Later exponents emphasise production or set process, such as the commissioned works of Jeff Koons or Damien Hirst, while performance often invokes elaborate, sometimes controversial casting, such as in the works of Vanessa Beecroft or Santiago Sierra. But essentially work continues to deal in attenuated identity and instance; to allow us to discern norms and adventure to application, to see the work projected as phases and appreciate differences therein. These differences have nothing to do with the veiled allusion that thrills Verwoert, nor the indifference to text among YBA artists, signalled in Wikipedia’s confused and faltering account. Rather, they point to the advantage of a more adequate and integrated stylistics for Conceptual Art.

Finally, as a project, Conceptual Art cannot play both ends against the middle, indefinitely. Eventually, performance grows more elaborate or subtle, and rightly belongs to the performing arts. Eventually text grows more literary or print-dedicated, and belongs to literature. To boldly depart from the constraints of the plastic arts is to quietly enter a neighbouring realm.

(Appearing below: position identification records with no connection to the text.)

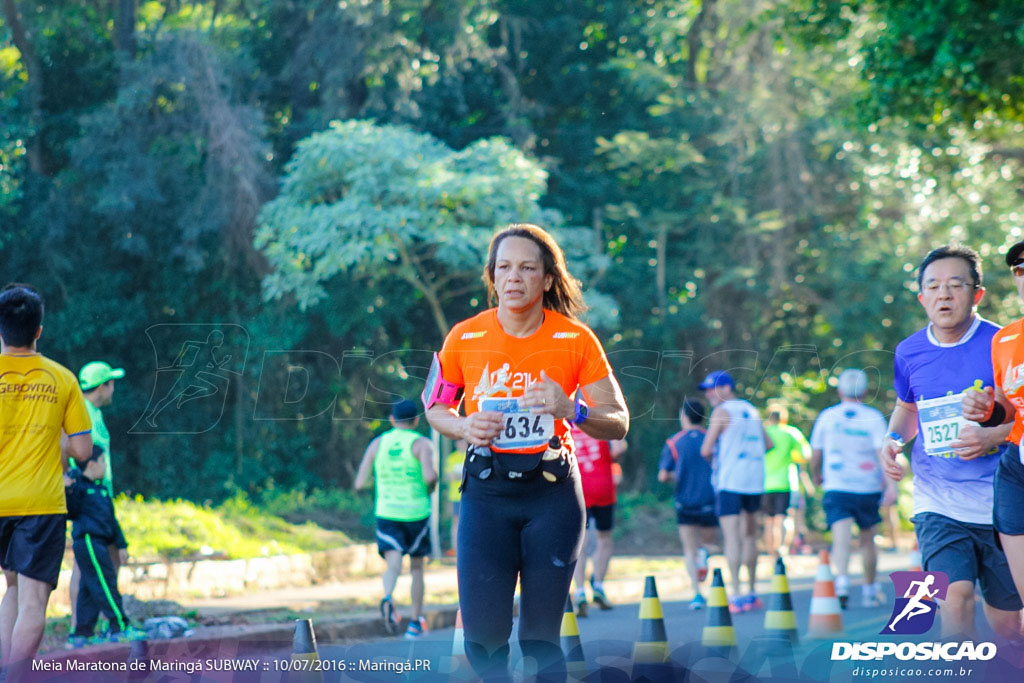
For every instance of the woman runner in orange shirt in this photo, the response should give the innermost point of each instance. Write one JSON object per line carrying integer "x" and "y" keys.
{"x": 528, "y": 368}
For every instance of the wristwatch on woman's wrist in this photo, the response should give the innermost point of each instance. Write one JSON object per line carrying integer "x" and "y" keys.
{"x": 583, "y": 412}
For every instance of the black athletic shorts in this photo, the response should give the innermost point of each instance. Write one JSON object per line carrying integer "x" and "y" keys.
{"x": 411, "y": 539}
{"x": 33, "y": 546}
{"x": 603, "y": 516}
{"x": 775, "y": 503}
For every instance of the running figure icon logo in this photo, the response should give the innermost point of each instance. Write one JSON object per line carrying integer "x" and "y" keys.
{"x": 913, "y": 613}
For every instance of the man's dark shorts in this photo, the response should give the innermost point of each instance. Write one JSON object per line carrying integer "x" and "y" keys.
{"x": 603, "y": 516}
{"x": 775, "y": 503}
{"x": 1007, "y": 516}
{"x": 411, "y": 539}
{"x": 33, "y": 546}
{"x": 863, "y": 508}
{"x": 729, "y": 503}
{"x": 967, "y": 552}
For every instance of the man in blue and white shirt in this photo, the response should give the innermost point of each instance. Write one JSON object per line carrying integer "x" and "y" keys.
{"x": 845, "y": 445}
{"x": 735, "y": 445}
{"x": 953, "y": 461}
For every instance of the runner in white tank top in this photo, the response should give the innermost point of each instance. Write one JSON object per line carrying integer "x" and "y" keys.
{"x": 735, "y": 445}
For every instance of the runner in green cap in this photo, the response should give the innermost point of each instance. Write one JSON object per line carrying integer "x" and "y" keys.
{"x": 96, "y": 381}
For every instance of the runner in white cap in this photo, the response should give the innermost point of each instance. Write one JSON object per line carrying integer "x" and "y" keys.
{"x": 846, "y": 440}
{"x": 735, "y": 444}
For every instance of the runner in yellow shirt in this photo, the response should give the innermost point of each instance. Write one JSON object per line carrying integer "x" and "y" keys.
{"x": 38, "y": 399}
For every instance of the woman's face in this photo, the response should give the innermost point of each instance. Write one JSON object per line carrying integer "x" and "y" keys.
{"x": 519, "y": 279}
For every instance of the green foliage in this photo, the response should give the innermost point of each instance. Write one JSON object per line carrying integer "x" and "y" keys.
{"x": 330, "y": 508}
{"x": 933, "y": 63}
{"x": 421, "y": 213}
{"x": 237, "y": 529}
{"x": 733, "y": 182}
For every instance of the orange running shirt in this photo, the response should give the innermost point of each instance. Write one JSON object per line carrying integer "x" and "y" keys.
{"x": 1008, "y": 371}
{"x": 38, "y": 397}
{"x": 480, "y": 356}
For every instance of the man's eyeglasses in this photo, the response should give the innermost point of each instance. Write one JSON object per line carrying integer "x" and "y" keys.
{"x": 953, "y": 286}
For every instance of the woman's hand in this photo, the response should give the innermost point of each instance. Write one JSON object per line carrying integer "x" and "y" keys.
{"x": 481, "y": 428}
{"x": 546, "y": 395}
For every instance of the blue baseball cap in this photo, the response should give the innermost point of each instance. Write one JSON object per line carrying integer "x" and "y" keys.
{"x": 716, "y": 379}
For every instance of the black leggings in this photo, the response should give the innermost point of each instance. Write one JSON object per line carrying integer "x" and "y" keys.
{"x": 531, "y": 529}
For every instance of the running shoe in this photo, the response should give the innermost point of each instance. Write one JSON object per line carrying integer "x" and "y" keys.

This is perhaps best seen in recent ‘video’ art, such as the work of Steve McQueen or Jem Cohen. Their movies are equally at home in film festivals, biennales or museums. But once secured in each, must promptly declare themselves peripheral. Motion pictures are not interested in being colonised by the plastic or fine arts, fine arts is not interested in becoming another distribution point for movies. The art-movie is a precarious compromise and effectively, the project stalls. The art-art movie, begs too much art, not enough movie.

Conceptual Art, even if divided into periods, never quite supersedes other styles or advances art by conspicuous technology. The more urgent the adoption, the more superficial it proves. The avant-garde, if there is just one, now lies in less predictable projects.